Expats. There are technical differences between expats and sojourners, but I will combine the two here. Expats are like backpackers who graduated to the next level. Expats vary greatly – in most ex-pat communities, people are some combination of: (1) the expats who only hang out with other expats, whose definition of a good place is based on having cool expats there, who transport their world to different geographical locations around the world; (2) the expats who will have nothing to do with other expats. They do not greet the only other white person in town, they can’t remember the last time they spoke English, they write in their day planners in the local language and only eat non-Western foods; and (3) the expats who have local and expat friends, but whose expat friends are actually enriching their local experience rather than solely being a source of escaping it [also necessary at times].
When I lived in Ghana, there were only really 2 white people who lived in town: Kathryn and me. Kathryn and I didn’t meet until she had been there 4 months, and I had been there 2 months. Kathryn lived with a family, had to learn Twi to get by, worked in a small office where no one drank alcohol, and was living on a much tighter budget than me and therefore ate a lot of street food. I lived with a young Ghanaian woman, my friends were constantly speaking in really fast Twi, I worked in a huge office with all sorts of politicians, private consultants, technocrats, bureaucrats, Community-NGOs, and general members of the public, where the big men would scoff at the idea of street food, but I could cook vegetables at home. I learned more Twi from Kathryn than from any of my Ghanaian friends, learned about taboo subjects like family life and the treatment of children, and ate street food all over Ghana because of her. Kathryn learned about young Ghanaian social life, how Ghanaians drink, how Ghanaians settle a bill, the politics of Ghanaian marriages, and how to tell stories in colourful English to a Ghanaian audience. Our friendship was a necessary escape, but also an enrichment of the Ghanaian experience.
Nomads. I’ve written about nomads a lot. Nomads are everywhere, and yet nowhere, can feel at home anywhere, yet nowhere. Nomads don’t compare how many countries they’ve been to or how long they’ve been on the road. They do normal things in extraordinary settings, have a wide range of insatiable interests, and have gotten really good at letting themselves be in the hands of others. They like to have guest rooms whenever they are temporarily settled, and they know another nomad when they see them.

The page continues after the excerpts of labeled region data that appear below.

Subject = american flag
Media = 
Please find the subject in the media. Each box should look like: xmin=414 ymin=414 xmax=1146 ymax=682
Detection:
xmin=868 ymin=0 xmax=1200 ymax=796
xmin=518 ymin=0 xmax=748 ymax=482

There are limitless ways of experiencing the world, and while some classify them as being a greyscale of shallow to deep, I think of them more as different axes across a landscape. Depending on an individual’s interests and objectives, they are all experiences worth having, none being necessarily more important than another. While my journey seems to be profoundly geographic, others chose to understand a variety of contexts in one place, or concentrate on their relationships with their partners, or study something like meditation, or yoga. If I didn’t travel so much, I think I’d be a much deeper person.